The number of patients diagnosed with cancer in Spain during 2021 was higher than in 2020. It is estimated that 285,530 cases were diagnosed, according to REDECAN data, and that there were 109,589 deaths. This represents a mortality rate of 231 cancer deaths per 100,000 inhabitants, making it the second leading cause of death in Spain.

Cancer involves a high economic cost, which leads to great social inequalities that mainly affect unemployed, self-employed or low-income and minimum-wage patients. It is estimated that cancer causes an expenditure of more than €10,000 for 41% of families suffering from cancer between direct and indirect costs, with almost 30,000 patients in vulnerable employment situations who are unable to assume them.
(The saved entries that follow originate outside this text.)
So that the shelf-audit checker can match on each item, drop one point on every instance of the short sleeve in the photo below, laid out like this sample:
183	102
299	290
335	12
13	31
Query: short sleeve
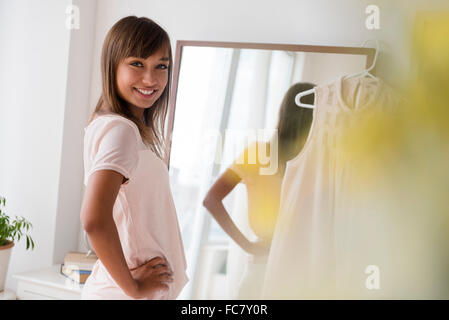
110	144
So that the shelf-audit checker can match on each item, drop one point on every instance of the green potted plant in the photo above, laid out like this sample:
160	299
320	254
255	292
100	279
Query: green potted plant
10	230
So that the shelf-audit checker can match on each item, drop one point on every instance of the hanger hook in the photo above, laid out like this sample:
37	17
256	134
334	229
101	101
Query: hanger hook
375	55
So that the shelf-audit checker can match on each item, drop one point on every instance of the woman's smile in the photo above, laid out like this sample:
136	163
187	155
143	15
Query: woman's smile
146	94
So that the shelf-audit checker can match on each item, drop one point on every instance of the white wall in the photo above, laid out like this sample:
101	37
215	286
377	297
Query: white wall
33	62
46	94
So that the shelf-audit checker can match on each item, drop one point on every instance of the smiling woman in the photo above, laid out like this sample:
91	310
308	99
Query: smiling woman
141	63
142	81
132	228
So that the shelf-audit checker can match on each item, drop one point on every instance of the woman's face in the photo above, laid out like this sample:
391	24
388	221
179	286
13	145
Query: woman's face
141	82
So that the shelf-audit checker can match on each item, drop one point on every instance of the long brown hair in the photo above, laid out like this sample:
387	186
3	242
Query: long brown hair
136	37
294	122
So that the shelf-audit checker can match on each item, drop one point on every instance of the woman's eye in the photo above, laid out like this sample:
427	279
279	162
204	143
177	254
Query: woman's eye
136	62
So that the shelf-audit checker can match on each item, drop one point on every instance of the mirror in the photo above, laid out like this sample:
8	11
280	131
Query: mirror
224	97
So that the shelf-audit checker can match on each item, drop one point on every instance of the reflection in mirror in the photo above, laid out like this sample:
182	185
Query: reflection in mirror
226	100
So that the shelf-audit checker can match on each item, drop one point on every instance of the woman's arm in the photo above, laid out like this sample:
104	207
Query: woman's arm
99	224
213	202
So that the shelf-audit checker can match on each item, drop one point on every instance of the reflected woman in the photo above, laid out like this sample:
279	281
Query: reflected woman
263	189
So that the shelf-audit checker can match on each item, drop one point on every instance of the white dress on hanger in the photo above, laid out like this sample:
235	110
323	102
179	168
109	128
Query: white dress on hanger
307	255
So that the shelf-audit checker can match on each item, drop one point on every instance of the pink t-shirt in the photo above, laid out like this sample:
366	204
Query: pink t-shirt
144	211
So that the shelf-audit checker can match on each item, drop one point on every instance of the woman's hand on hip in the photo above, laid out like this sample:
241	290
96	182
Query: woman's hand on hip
152	278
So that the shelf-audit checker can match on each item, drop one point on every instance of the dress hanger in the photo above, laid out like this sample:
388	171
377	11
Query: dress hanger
358	74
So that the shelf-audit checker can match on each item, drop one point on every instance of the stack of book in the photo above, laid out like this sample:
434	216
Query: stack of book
78	266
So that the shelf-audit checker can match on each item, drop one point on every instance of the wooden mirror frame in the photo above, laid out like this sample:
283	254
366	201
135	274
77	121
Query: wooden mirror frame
368	52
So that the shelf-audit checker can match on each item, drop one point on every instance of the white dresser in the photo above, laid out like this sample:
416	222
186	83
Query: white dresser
46	284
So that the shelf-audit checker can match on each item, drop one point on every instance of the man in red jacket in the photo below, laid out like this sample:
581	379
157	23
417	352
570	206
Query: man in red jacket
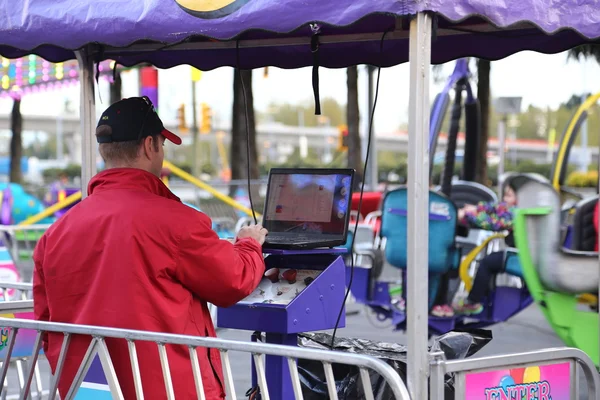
132	256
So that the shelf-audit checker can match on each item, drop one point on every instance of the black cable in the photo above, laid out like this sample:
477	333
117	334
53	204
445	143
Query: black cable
241	78
362	189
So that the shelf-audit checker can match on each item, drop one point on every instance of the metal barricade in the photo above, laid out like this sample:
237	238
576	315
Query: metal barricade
562	382
257	349
20	240
16	302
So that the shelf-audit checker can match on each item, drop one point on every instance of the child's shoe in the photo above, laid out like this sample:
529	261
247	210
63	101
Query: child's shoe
467	308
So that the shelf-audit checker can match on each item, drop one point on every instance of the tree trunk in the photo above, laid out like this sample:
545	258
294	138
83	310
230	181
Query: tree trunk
239	135
353	121
16	144
483	93
115	89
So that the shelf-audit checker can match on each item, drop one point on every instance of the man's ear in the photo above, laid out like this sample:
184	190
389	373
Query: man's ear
148	147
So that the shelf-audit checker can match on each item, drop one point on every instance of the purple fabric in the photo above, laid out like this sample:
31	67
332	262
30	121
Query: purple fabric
53	29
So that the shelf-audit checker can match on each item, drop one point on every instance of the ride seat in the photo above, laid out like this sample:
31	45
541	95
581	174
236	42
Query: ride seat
512	264
443	253
584	233
464	192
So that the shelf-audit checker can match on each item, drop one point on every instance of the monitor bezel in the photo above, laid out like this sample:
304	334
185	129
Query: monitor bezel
313	171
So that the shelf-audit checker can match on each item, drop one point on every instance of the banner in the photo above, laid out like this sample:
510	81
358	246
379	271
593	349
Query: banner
544	382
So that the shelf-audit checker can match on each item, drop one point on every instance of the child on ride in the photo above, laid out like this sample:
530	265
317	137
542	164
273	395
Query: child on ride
493	217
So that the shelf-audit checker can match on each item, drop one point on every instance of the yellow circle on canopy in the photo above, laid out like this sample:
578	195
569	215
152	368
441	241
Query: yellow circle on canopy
531	375
211	9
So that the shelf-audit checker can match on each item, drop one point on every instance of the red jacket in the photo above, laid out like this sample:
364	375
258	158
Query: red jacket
132	256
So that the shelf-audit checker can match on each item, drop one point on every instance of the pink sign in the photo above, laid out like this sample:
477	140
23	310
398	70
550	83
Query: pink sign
544	382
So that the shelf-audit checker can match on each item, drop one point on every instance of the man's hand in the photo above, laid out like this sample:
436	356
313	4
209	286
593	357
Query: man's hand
256	232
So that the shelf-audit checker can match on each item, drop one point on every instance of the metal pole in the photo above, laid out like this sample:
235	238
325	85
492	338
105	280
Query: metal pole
372	178
88	118
501	146
59	137
418	205
195	171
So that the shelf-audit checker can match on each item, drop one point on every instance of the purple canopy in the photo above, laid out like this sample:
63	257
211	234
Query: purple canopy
53	29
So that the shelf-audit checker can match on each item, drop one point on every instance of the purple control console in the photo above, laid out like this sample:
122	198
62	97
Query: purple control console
302	291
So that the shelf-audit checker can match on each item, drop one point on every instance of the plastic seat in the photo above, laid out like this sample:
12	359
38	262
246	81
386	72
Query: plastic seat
583	231
512	265
464	192
561	270
443	253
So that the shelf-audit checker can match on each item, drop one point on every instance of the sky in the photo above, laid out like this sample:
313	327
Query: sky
542	80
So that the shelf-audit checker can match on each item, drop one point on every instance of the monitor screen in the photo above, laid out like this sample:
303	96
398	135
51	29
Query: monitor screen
308	203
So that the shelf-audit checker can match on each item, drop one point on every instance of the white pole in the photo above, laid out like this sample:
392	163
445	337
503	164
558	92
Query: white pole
418	206
373	175
501	153
87	117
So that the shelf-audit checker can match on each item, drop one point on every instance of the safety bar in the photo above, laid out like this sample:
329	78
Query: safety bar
98	346
440	367
432	216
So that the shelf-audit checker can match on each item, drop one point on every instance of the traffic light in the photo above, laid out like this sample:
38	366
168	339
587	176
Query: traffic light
206	126
181	125
343	138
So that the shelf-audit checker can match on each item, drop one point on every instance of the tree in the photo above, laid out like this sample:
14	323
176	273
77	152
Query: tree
240	133
483	94
16	143
585	51
116	88
291	114
353	118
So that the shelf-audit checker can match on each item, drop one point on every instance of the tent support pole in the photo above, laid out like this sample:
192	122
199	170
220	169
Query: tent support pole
87	117
418	206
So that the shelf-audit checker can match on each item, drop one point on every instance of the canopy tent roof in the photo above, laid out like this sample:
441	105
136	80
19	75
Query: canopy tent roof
349	31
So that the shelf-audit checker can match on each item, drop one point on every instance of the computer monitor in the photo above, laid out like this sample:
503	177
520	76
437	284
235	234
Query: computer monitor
307	207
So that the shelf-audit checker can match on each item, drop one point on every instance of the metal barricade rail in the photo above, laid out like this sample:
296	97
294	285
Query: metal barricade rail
258	351
16	301
552	356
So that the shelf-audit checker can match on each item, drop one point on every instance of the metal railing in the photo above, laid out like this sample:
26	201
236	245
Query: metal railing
258	351
461	368
16	299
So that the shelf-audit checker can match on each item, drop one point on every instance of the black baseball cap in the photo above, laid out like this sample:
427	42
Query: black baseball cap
132	119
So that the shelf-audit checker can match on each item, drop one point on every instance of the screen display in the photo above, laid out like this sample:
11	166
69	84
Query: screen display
308	203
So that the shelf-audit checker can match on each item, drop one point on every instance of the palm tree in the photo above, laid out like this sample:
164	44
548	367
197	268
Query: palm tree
353	121
484	97
16	144
240	133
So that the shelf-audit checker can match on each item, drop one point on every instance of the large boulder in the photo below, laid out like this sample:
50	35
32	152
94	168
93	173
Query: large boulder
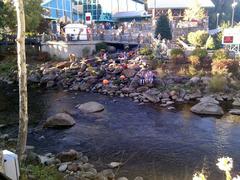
129	73
209	99
91	107
59	120
151	97
235	111
68	156
207	108
236	102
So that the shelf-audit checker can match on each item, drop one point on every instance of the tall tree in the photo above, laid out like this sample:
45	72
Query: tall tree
224	8
33	11
163	28
22	80
195	11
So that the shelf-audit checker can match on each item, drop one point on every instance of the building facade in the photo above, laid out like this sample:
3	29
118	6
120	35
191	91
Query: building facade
75	10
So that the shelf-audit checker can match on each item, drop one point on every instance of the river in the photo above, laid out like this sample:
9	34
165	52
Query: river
153	142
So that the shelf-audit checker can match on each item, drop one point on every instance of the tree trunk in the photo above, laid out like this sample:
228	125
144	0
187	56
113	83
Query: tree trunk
22	78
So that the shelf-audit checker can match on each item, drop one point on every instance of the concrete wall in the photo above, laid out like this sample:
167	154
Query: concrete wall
63	49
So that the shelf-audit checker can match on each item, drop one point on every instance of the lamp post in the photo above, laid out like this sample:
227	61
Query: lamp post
217	19
234	4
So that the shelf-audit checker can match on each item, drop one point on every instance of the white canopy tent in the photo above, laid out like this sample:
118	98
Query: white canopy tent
177	4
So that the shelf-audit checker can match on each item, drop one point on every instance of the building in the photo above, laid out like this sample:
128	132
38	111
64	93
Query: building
71	10
75	10
175	9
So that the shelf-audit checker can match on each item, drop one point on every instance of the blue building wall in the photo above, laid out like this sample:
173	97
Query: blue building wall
60	8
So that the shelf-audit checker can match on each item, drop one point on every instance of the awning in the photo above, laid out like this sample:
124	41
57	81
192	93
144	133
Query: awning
178	4
131	14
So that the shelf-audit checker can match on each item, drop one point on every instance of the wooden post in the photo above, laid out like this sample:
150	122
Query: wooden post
22	79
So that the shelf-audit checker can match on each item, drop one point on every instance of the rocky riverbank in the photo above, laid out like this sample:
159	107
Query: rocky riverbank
128	78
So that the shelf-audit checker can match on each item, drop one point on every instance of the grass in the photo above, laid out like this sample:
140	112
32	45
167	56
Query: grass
40	172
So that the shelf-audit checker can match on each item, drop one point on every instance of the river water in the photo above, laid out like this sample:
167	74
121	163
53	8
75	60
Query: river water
154	143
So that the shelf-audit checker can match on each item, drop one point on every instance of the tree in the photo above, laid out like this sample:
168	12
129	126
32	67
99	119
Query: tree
195	11
33	17
8	16
22	80
163	28
210	44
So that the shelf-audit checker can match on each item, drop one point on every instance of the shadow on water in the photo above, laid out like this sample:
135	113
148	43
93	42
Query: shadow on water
155	143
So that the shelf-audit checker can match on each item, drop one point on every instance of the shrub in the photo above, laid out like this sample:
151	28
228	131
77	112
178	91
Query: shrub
211	44
163	28
226	66
145	51
178	56
85	52
175	53
192	71
198	38
217	83
220	54
194	60
43	56
201	53
101	46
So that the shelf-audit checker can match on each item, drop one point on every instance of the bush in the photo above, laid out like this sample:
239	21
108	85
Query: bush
201	53
178	56
85	52
194	60
198	38
101	46
163	28
217	83
225	67
220	54
211	44
43	56
145	51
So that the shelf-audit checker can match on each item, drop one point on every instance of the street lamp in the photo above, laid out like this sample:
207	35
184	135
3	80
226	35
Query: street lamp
217	19
234	4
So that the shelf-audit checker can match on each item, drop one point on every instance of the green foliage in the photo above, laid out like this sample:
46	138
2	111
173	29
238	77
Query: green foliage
163	28
178	56
33	11
175	53
198	38
195	12
201	53
224	8
194	60
101	46
220	54
217	83
41	173
225	66
146	51
85	52
210	44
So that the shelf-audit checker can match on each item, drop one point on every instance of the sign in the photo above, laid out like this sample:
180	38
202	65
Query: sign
231	36
88	18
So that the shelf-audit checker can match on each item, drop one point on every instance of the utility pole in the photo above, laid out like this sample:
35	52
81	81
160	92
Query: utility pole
234	4
22	80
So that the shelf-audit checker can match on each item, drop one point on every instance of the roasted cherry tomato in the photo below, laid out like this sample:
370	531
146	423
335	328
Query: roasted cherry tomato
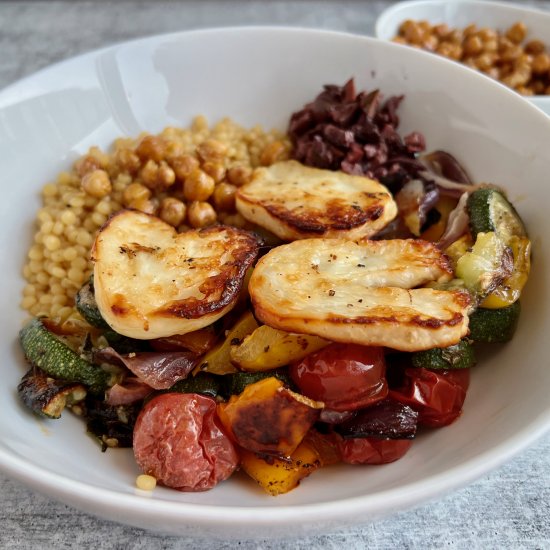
179	440
344	376
370	450
437	396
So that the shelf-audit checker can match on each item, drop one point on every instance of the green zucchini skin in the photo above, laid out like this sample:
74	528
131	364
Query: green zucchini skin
48	397
459	356
490	211
87	306
44	350
494	325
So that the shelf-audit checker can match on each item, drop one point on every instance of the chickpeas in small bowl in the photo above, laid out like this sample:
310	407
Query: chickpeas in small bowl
507	42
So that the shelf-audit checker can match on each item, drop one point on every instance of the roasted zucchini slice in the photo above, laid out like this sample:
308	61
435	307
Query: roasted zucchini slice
44	350
459	356
46	396
490	211
87	306
494	325
485	266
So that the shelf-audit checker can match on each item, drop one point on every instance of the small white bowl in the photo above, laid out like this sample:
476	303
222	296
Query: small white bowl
460	13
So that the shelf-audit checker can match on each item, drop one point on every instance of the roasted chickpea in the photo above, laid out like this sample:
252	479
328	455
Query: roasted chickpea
216	170
534	47
198	186
151	147
211	149
200	214
135	192
184	165
127	160
224	197
441	30
517	32
239	175
412	32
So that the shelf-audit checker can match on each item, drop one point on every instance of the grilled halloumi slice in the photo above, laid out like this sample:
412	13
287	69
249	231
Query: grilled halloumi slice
294	201
360	293
152	282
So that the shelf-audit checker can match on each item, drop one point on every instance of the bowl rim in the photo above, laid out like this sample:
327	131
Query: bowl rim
391	11
379	503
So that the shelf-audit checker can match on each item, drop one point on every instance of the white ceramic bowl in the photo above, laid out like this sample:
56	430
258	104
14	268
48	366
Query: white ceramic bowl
261	75
460	13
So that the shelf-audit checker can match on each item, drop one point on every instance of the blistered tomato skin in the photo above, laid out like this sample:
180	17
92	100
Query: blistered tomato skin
373	451
345	377
179	440
437	396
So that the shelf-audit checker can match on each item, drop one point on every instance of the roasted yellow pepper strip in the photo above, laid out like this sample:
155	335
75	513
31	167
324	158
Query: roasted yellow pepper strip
268	348
268	418
218	359
278	476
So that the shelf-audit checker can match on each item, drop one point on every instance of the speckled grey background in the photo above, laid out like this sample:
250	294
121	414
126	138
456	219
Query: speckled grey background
508	509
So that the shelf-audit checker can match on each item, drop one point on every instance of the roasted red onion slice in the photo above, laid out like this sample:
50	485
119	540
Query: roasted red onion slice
414	201
457	224
160	370
444	164
129	391
388	419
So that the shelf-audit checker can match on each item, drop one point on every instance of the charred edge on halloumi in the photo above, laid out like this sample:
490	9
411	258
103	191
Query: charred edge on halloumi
296	202
152	282
360	293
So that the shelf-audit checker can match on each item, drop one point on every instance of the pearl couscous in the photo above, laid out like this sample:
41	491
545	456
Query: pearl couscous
186	177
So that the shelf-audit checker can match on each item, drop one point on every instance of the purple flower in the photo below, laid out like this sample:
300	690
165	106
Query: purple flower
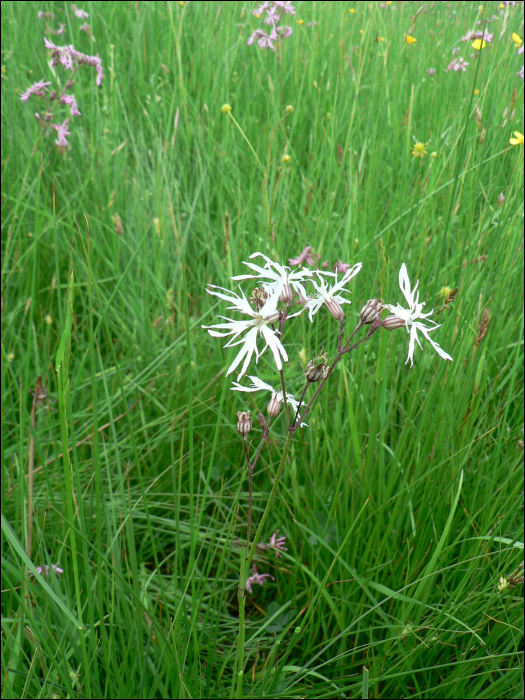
257	578
286	7
305	257
470	36
62	132
71	102
341	266
39	89
459	65
80	14
45	570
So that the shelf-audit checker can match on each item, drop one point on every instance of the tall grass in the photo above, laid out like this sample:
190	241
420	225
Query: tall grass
402	502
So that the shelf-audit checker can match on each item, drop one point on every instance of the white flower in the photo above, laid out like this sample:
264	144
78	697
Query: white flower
282	281
328	296
277	396
410	316
256	325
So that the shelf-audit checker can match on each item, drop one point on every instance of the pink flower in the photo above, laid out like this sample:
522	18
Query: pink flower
341	266
39	89
304	257
71	102
257	578
62	132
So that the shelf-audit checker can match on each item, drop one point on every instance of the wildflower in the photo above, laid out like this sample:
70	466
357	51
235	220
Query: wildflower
80	14
418	150
340	266
244	423
478	36
62	132
478	44
304	257
39	89
518	140
72	104
44	571
257	578
325	295
409	318
370	311
274	406
258	324
457	65
282	281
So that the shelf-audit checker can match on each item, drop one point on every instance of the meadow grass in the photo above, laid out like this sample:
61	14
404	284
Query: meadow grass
402	502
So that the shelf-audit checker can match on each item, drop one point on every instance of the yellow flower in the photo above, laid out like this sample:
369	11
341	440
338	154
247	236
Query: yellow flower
479	44
418	150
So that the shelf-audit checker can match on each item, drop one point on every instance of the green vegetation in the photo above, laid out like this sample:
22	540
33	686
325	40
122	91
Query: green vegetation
402	503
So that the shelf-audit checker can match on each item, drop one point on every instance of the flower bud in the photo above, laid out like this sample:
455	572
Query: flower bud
371	310
393	322
287	294
334	307
317	369
244	423
275	405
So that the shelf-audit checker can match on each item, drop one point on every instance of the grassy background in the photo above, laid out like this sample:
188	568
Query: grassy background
147	518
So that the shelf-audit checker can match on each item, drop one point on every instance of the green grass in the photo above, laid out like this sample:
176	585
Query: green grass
402	502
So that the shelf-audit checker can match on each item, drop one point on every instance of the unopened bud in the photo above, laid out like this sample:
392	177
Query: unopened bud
392	322
275	405
286	295
371	310
335	308
262	421
317	369
244	422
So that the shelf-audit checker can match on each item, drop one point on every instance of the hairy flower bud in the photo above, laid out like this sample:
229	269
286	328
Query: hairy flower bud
371	310
244	422
275	405
393	322
317	368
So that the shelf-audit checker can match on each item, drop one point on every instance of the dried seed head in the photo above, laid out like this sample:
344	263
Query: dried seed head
392	322
244	423
370	311
317	368
274	406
These data reflect part of the situation faced by these patients and the challenge it poses to healthcare systems that are facing unprecedented changes in the history of mankind in developed countries.

The healthcare community must find ways to adapt in order to provide a correct and efficient approach to the care of cancer patients. Healthcare professionals need to continuously update their knowledge and manage it effectively to efficiently fulfil their role. Healthcare professionals, and especially those responsible for healthcare management and planning, must face and reflect upon future policies the new challenges, developing strategies that are more adapted to patients’ realities and needs.

The current healthcare panorama is characterised by the changeability of clinical practice, the multidisciplinary nature of interventions, the complexity of providing care, the incorporation of new diagnostic and therapeutic technologies and the associated costs, among other aspects. This also calls for a more results-oriented approach and the transparency of results.

What’s more, this situation is expected to evolve rapidly due to changes in patient profiles, as they start to take on a more active, participatory and responsible role in the management of their own health.

Given the current environment, it is imperative that professionals acquire new management tools and skills that facilitate their daily work.


The purpose of this course is to provide participants with extensive knowledge and skills that enable them to transfer the acquired knowledge and facilitate management in their daily practice.

Who is this course aimed at?

The course is open to 20 students who are professionals in the field of oncology (managers, area managers, service coordinators and all oncology professionals who wish to acquire knowledge of clinical management).

Competences to acquire

  • Basic knowledge of the concepts involved in health policies, models and healthcare systems and how they work as part of the National Health System
  • Basic management of the effects of the interaction between health and economics at the clinical level
  • Applying the theory of organisations in the field of healthcare organisations
  • Knowledge at an instrumental level of managing financial, human and technological resources in general and specifically relating to oncology services.
  • Handling the instrumental aspects of clinical management
  • Clinical management processes and handling scientific evidence
  • Clinical management models and units
  • Prescription of hospital pharmaceuticals

Academic accreditation

At the end of the course, students will be issued with a certificate of attendance.